Empecé a observarla al milímetro, guardando cada uno de sus detalles para desvelarlos a la hora de llegar a casa. Fue así como, de pronto, la verdadera Rosemary apareció. Yo la llamaba verdadera, porque la otra, la mundana, la del jardín y las manos mugrosas, era la falsa. Se materializó un domingo por la tarde. No me habían dejado salir a jugar a la calle, y me quedé en mi habitación, harto de poner los mismos discos en el tornamesa portátil. Rosemary no vino del cielo, ni cayó del jardín. Simplemente la vi parada junto a la puerta, radiante, con un vestido extraperlado. La invité a jugar y se sentó, modosa, acomodando los cojines y despertando un hálito de azahares a su alrededor. No me dijo ni mú. Mientras yo jugaba, me miraba con una mezcla de complicidad y lástima a la vez, porque sabía que había venido para ser adorada.

Por ese entonces, di forma a mi primera historia. No la redacté en papel, sino que la conservé en mi mente. Me pregunté qué pasaría si mi Rosemary fuese una huérfana, una marquesita heredera de un trono desierto, donde el único súbdito que quedaba era yo. Empecé a bosquejar el pasado de mi Rosemary, y me encontré con unas historias bastante trágicas. Eran varias. Una de ellas relataba cómo su madre había muerto en el parto. Por eso Rosemary, de muy pequeña, se levantaba en las madrugadas empapada en llanto, porque su madre se le aparecía en sueños. Era el único medio que tenía para poder verla. También estaba su padre, claro, pero vivía en una constante congoja y estaba destinado a irse de este mundo antes de que Rosemary cumpliese los cinco años.
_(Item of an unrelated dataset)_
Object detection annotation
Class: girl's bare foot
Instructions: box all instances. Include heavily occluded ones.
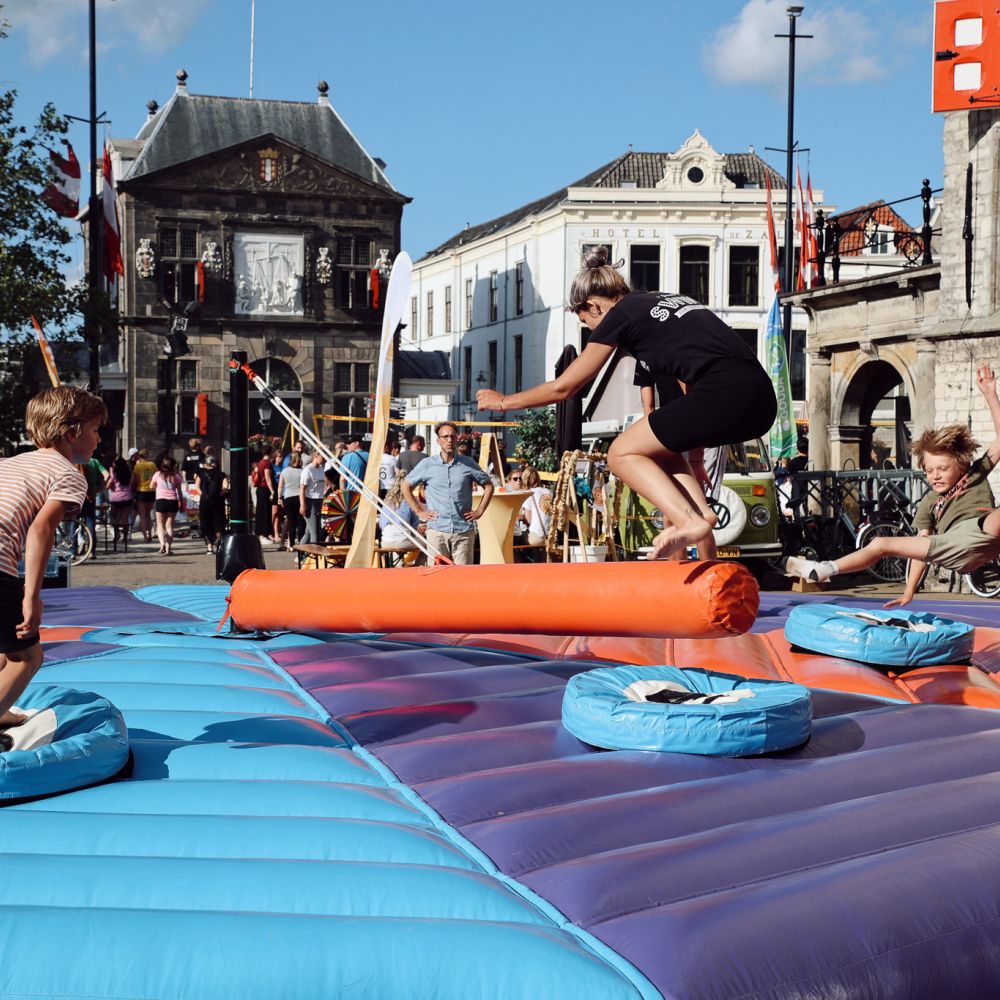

Fue así como Rosemary se quedó sola. Acompañada de muebles vieneses y cofres de rubíes, pero solitaria, necesitada de alguien que le separe las hebras del cabello, que la bañe todos los días en la alberca de infinita vacuedad, que le haga abluciones con un tazón de plata, que la vista con lazos de organdí y vestidos de terciopelo, que la perfumase con azahar y plantas aromáticas previamente hervidas la noche anterior. Yo me ocupaba de estas tareas a diario, al llegar a casa, saliendo del colegio, y transformé mi dormitorio en la habitación de Rosemary, con velos turquesas y jardines extensos. Se me ocurrió que debía proteger a Rosemary del mundo exterior, encerrarla en una isla, tenerla para mí solo.

Unos años más tarde, aún no podía desacerme de su mundo y sin embargo, me quedaba cada vez más lejano. En la contratapa de mis cuadernos, empecé a escribir párrafos pequeños y esporádicos, para no olvidarla. Rosemary y el día en que nació. Rosemary y el fantasma de su madre. Rosemary y su padre en un inmenso cementerio, dejando coronas de flores en la tumba de su madre. Rosemary y su padre solos, alejados del ruido, en una feria, comiendo algodones de azúcar en silencio. Rosemary y la muerte de su padre. Rosemary postrada en un diván, bostezando, sus cabellos perdiéndose por el suelo, a la espera de ser enredados con cintas de satín negro. Rosemary fue la primera de todas.